Evinde banyo yaptığı bir esnada tansiyonun yükselmesi sonucu beyin kanaması geçiren ve 7 Şubat'tan bu yana Van Bölge Eğitim ve Araştırma hastanesinde yoğun bakım altına tutulan Van`ın tanınmış İslami simalarında muhterem Ömer Ürgün hakkın rahmetine kavuştu.

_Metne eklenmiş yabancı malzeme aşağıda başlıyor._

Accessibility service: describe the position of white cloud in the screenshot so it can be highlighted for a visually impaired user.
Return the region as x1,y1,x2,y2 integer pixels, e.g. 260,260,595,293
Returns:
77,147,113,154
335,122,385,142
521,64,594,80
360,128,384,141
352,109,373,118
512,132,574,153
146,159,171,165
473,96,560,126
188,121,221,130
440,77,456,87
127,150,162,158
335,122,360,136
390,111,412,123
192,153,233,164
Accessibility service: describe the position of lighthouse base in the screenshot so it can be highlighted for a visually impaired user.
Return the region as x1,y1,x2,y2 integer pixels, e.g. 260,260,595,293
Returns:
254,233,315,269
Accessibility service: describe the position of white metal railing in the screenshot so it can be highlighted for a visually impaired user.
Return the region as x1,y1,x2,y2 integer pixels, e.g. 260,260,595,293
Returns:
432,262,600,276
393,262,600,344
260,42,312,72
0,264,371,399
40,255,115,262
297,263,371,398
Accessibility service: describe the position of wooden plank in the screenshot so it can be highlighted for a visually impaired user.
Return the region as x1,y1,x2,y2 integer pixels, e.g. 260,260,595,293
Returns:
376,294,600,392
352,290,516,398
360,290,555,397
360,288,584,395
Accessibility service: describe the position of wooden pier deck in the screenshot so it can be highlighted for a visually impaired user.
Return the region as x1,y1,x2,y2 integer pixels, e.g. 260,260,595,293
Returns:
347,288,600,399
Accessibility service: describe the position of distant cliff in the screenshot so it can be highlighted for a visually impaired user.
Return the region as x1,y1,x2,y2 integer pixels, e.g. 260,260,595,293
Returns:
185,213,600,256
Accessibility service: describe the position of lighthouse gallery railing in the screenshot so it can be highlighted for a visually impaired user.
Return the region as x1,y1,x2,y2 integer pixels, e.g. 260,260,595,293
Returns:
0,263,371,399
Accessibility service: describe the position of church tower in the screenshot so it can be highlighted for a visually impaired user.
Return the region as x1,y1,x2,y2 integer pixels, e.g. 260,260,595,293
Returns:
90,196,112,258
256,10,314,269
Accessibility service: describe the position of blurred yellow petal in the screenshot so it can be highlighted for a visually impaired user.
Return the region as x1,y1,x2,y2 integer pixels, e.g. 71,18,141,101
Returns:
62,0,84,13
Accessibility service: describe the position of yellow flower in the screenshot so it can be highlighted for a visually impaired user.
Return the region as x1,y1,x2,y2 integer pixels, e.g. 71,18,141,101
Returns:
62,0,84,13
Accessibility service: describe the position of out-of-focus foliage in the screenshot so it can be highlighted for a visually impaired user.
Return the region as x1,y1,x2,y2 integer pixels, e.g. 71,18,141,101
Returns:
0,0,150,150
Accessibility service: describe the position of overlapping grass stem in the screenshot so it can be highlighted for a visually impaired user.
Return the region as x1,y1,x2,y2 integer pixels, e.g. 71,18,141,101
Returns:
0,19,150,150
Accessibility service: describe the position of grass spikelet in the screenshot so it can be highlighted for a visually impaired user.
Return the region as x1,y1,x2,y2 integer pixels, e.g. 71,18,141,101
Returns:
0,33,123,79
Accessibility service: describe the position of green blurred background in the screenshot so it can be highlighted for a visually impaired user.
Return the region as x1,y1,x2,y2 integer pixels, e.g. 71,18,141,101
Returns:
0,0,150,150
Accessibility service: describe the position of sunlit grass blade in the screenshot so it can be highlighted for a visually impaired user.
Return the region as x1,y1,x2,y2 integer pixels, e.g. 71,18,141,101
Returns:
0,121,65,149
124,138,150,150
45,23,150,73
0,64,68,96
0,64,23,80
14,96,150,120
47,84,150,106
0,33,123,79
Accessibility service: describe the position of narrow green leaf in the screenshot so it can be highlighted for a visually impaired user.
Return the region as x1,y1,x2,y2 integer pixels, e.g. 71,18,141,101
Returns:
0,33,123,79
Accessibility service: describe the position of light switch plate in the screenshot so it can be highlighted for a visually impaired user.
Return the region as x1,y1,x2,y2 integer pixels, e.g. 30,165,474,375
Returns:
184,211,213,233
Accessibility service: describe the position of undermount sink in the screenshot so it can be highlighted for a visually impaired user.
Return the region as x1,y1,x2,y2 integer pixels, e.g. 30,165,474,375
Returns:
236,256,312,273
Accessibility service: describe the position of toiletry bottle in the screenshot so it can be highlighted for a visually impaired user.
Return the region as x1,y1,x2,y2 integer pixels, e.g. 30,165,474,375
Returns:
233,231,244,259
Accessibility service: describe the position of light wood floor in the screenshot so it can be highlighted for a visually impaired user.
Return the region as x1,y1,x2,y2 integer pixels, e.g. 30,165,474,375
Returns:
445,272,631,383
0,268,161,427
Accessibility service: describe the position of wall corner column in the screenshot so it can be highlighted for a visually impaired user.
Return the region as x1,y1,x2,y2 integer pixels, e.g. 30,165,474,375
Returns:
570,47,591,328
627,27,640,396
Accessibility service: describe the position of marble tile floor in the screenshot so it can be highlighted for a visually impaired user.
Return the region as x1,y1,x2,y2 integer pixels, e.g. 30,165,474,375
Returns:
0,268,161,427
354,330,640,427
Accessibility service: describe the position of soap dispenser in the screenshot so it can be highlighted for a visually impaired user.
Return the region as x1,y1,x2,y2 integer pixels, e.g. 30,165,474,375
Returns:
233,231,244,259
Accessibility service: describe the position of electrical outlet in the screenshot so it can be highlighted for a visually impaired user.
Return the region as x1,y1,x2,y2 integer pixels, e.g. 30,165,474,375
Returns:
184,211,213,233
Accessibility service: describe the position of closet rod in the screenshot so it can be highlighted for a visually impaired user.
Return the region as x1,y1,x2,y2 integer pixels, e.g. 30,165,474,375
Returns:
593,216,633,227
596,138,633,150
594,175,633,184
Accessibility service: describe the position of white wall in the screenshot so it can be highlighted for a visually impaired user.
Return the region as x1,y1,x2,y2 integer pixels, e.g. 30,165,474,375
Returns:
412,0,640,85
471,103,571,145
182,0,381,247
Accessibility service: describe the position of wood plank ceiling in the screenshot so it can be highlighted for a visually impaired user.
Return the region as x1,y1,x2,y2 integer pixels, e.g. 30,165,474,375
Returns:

Sahip olduğu İslamî hassasiyeti ve Hizbullah Cemaati ile tanıştıktan sonra cemaat saflarında verdiği mücadelesiyle tanınan Ürgün, 17 Ocak 2000 yılında İstanbul Beykoz`da yaşanan baskın olayından sonra gözaltına alınarak günlerce işkenceden geçirilmiş ve hakkında kurulan komplo ve yargı hileleriyle idamla yargılanmıştı.
Geçirdiği beyin kanaması sonucu vücudunun sol tarafı tamamen felç olan Ürgün, böbrek hastası olması hasebiyle de sürekli olarak diyalize alındığı, çok ağır şartlarda devam eden tedavi sürecinde yapılan tüm müdahalelere rağmen kurtarılamadığı öğrenildi.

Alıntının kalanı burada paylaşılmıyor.